In a statement, the Supreme Council for Shariah in Nigeria described the allegations by the State Security Service, the SSS, as wild accusations instigated by vested interests within and outside Nigeria.

"We are complaining about double standards in the treatment of Muslims and Christians by the SSS," said Nafiu Baba-Ahmed, the spokesman for the group. "Secondly, the implementation by the SSS of American agenda, which is to slander and molest Muslims, and label them terrorists, which happens to coincide with the agenda of the Christian Association of Nigeria. Innocent individuals will simply come and when arrested, hounded and put in underground cells. We are fed up."

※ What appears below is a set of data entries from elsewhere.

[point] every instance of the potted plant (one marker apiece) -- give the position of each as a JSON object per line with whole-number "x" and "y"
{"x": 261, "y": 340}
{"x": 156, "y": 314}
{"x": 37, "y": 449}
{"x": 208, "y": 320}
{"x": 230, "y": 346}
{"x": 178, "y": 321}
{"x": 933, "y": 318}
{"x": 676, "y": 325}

Five Nigerian suspected terrorists, with alleged links to the al-Qaida terrorist network, were charged last month in Abuja. Prosecutors say the suspects, Muslim men in their 30s, were trained in Algeria to attack targets in Africa's most populous country.

Shehu Sani, a researcher in northern Nigeria with extensive knowledge of security issues in the Muslim-dominated region, says security agencies have a duty to investigate threats to national security.

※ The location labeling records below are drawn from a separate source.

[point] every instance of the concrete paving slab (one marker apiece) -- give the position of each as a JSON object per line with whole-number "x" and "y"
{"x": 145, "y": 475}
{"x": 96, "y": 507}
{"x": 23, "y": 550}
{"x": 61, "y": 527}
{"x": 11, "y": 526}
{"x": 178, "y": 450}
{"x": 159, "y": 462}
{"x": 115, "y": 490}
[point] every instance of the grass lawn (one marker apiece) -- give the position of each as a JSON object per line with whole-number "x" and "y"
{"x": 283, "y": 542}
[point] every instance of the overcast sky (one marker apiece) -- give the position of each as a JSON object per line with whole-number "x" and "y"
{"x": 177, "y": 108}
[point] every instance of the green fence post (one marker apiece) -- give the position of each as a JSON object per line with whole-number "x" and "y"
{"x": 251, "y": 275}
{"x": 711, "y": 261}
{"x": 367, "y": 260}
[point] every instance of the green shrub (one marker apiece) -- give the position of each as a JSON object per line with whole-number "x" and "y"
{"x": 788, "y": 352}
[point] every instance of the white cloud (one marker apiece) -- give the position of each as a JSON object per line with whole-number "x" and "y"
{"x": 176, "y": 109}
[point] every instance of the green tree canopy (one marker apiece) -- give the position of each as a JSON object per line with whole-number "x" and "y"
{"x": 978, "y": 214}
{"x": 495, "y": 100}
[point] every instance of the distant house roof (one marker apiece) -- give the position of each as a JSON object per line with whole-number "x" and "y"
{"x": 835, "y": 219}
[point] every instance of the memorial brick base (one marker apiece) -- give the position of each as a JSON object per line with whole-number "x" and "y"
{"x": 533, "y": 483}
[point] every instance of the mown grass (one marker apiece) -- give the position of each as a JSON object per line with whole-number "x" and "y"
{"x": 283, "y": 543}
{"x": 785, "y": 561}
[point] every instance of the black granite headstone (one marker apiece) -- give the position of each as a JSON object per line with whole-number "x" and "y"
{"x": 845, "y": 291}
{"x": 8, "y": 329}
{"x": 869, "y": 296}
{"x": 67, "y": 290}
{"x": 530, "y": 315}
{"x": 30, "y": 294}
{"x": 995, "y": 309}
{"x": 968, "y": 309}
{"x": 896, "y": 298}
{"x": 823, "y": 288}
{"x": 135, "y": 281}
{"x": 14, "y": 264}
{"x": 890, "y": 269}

"We are talking about the security situation in the country, we are talking about terrorism, we are talking about issues that have to with the possibility of the breakdown of law and order," said Sani. "The insinuation proffered by the Shariah Supreme Council is simply borne out of sentiments and illogical. What we have on ground in this part of the country is that organizations and groups are affiliated to groups outside the country, of which the government or security agencies have no knowledge of."

Western diplomats have warned that Nigeria, which has a large Muslim population, could become a breeding ground for international terrorist groups like al-Qaida.

Muslim leaders in Nigeria have reacted angrily to such insinuations.